# World voyageur



## Euphman06 (Jul 18, 2015)

Just picked this up about an hour away from me. Been looking for one for awhile and finally found it without having to ship it. Needs a few corrected parts and lots of clean up. 












Sent from my N800 using Tapatalk


----------



## bulldog1935 (Jul 19, 2015)

shorty fenders are great for keeping center pull brakes clean




I have a couple of nice sets around here, stainless that fit 32mm, and Blummels alloy that fit 28mm


----------



## bikecrazy (Jul 19, 2015)

Unusual color for a World Voyageur. Wonderful bike. Great history. Pretty much a Japanese Paramount. I think these bikes are greatly undervalued.


----------



## how (Jul 19, 2015)

bikecrazy said:


> Unusual color for a World Voyageur. Wonderful bike. Great history. Pretty much a Japanese Paramount. I think these bikes are greatly undervalued.
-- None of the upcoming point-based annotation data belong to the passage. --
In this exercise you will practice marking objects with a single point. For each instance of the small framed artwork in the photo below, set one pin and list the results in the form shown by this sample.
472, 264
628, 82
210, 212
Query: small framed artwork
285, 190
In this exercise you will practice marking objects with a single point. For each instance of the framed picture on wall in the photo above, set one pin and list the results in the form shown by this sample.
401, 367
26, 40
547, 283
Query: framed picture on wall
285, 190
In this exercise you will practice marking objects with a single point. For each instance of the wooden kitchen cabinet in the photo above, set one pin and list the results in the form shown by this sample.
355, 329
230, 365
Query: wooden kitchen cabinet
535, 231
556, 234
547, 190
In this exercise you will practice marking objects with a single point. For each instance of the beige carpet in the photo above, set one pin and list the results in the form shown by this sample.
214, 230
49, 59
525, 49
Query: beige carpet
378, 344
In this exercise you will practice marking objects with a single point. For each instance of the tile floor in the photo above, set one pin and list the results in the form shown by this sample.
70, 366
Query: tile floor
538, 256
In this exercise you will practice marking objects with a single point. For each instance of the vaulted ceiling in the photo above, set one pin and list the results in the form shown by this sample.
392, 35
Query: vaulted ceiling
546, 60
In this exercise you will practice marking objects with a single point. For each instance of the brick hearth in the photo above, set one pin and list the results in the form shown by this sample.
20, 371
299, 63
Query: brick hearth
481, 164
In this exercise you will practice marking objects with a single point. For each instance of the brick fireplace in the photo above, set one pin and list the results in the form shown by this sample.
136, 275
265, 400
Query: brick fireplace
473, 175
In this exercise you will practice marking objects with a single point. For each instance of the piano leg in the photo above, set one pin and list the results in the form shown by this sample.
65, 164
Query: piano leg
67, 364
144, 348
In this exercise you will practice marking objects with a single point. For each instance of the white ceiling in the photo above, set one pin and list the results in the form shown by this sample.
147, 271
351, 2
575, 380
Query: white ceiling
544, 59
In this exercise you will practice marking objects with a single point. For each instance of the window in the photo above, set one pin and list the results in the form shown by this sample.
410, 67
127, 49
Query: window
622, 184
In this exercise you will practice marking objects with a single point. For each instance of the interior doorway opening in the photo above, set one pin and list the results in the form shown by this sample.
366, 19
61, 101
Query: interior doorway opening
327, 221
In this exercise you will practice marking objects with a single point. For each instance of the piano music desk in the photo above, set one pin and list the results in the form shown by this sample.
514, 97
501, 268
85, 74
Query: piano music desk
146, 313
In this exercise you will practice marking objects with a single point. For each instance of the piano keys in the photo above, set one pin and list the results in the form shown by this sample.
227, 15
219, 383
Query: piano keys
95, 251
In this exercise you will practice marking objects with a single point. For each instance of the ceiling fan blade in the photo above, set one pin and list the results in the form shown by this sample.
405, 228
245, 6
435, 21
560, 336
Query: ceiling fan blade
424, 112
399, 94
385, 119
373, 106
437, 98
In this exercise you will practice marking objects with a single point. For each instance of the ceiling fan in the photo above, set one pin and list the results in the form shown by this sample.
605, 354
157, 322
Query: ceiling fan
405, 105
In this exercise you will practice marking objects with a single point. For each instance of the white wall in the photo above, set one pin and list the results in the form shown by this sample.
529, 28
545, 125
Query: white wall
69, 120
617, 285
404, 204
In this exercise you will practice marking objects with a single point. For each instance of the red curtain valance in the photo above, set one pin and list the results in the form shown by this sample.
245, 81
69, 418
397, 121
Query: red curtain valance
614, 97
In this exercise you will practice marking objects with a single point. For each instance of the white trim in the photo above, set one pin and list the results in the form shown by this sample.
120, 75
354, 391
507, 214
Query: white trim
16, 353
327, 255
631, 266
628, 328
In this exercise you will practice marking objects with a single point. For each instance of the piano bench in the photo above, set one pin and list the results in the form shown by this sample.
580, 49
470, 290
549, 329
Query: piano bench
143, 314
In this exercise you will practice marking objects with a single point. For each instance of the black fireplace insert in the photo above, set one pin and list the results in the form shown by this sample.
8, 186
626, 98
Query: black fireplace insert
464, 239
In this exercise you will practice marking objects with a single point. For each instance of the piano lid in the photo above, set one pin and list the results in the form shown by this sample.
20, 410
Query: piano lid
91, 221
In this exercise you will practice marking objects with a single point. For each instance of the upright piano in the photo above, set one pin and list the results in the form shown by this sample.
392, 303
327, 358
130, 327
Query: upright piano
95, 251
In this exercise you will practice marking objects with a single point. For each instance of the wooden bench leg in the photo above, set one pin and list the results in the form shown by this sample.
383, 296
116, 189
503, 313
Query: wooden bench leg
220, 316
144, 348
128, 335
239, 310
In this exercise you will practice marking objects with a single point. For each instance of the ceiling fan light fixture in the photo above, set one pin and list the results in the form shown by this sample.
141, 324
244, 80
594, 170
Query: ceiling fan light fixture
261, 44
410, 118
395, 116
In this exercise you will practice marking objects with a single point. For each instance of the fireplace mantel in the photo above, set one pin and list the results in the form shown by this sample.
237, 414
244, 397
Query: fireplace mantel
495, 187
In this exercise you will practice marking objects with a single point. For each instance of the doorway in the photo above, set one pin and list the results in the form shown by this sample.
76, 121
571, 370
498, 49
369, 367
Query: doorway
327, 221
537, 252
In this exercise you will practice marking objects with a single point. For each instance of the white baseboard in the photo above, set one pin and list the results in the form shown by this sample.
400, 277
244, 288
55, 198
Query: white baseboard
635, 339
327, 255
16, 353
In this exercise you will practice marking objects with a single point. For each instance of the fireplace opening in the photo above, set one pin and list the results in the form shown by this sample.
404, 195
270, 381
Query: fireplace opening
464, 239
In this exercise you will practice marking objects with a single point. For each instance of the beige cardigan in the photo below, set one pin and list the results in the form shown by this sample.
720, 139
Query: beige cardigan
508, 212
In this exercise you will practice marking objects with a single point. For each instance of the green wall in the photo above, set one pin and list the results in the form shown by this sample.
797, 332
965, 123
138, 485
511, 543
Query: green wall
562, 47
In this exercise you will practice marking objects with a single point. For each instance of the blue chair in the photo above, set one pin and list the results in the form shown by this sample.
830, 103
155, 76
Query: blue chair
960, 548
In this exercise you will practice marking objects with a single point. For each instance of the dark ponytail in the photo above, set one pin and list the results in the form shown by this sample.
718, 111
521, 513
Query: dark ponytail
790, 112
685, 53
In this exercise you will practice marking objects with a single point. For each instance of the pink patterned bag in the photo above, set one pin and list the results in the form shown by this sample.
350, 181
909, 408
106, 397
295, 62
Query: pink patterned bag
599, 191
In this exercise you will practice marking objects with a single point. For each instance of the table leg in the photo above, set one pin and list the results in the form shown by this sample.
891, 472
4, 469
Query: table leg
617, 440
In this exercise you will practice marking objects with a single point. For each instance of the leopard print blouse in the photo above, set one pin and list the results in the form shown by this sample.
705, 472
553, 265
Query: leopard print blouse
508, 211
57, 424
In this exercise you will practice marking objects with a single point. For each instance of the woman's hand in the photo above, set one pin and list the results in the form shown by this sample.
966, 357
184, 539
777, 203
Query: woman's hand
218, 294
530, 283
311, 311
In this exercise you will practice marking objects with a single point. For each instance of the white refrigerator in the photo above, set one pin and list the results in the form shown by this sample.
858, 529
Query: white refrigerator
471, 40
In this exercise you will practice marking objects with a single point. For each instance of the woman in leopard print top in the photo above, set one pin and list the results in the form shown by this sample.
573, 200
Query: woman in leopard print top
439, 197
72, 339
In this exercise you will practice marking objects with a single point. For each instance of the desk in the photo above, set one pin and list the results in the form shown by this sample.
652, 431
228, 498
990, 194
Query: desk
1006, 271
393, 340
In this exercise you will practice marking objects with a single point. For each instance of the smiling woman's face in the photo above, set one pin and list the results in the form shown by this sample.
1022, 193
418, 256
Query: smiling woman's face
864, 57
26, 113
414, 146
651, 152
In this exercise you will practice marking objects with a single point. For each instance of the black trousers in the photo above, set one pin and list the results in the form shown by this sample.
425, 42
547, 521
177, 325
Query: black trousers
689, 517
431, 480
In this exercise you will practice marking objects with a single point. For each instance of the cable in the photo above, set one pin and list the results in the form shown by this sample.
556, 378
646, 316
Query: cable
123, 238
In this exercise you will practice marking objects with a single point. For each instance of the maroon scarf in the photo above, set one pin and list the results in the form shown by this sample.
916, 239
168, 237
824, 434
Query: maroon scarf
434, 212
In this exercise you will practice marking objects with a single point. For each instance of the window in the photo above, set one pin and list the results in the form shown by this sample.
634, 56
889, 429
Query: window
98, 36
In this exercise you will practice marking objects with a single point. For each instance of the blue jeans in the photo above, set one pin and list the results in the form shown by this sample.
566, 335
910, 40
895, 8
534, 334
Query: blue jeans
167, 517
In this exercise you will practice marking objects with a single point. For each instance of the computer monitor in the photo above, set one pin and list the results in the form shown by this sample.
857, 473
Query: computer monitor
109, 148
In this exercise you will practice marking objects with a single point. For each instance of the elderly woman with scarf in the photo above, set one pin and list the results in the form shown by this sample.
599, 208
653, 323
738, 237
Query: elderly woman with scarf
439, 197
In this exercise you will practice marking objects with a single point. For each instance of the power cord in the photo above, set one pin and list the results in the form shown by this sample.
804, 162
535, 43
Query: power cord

Think you are taking it a little too far. Paramounts came with a 531 frame, full Campy and a Brooks saddle That bike is no where near that. Closer to the Paramount was a Japanese made Volare, but still not a Paramount.


----------



## bikecrazy (Jul 19, 2015)

True, the WV did not come with the brand name stuff, but in terms of lightness and performance the WV was amazing. I have  a 72 WV and a 73 Paramount and they are both some of my favorites. True, no Brooks seat on the WV but the frame construction and weight was pretty close to the Paramount. The components from Shimano were copies of campy without the meticulous machining, but performed well. The rear " Crane" deraileur actually out performed the Campy ones and started showing up  on factory P15s Paramounts. The Dura-ace chainring was very well made and performed well. This was at half the cost of a Paramount. This is no knock on Paramounts. Mine is my pride and joy. I just think that the WV was one hell of a bike.


----------



## Euphman06 (Jul 22, 2015)

Yes, baby paramount nicknamed for a reason And since I can't afford a paramount... I'll take this one! I'm working on correcting the wrong parts, no hurry, needs to be cleaned up big time though. The bars are bent... Not sure bending them back will be a good idea, might just look for replacements while I'm at it. I got lucky with it being only an hour away and the correct size (smallest size they made for WV's) and the rarest color. I'm happy with it, looking forward to the cleaning


----------



## bulldog1935 (Jul 22, 2015)

never bend aluminum bars on purpose
since aluminum doesn't have a fatigue endurance limit, Nitto recommends regularly replacing all aluminum bars.


----------



## Duchess (Jul 22, 2015)

I found that the alloy bars are wear items in that the center clamping sleeves can get loose when old and can't be tightened enough.


----------



## Euphman06 (Jul 28, 2015)

Well....I've been cleaning and stripping this bike down. Turns out a lot of hidden problems with this one. I have to replace the left side crank, one bar end shifter, the bars, and brake levers. Those were the problems I didn't know about it in addition to changing the rear cluster (found when I bought the bike) and derailleur. Quite a project, throwing more money into this than I felt like, but I love the bike and it deserves to get fixed up again.


----------



## bulldog1935 (Jul 28, 2015)

you may want to try searching RBW Owners and I-Bob google groups - all the parts you're looking will be in parts bins represented there.  
https://groups.google.com/forum/?fromgroups#!forum/rbw-owners-bunch 
https://groups.google.com/forum/?fromgroups#!forum/internet-bob


----------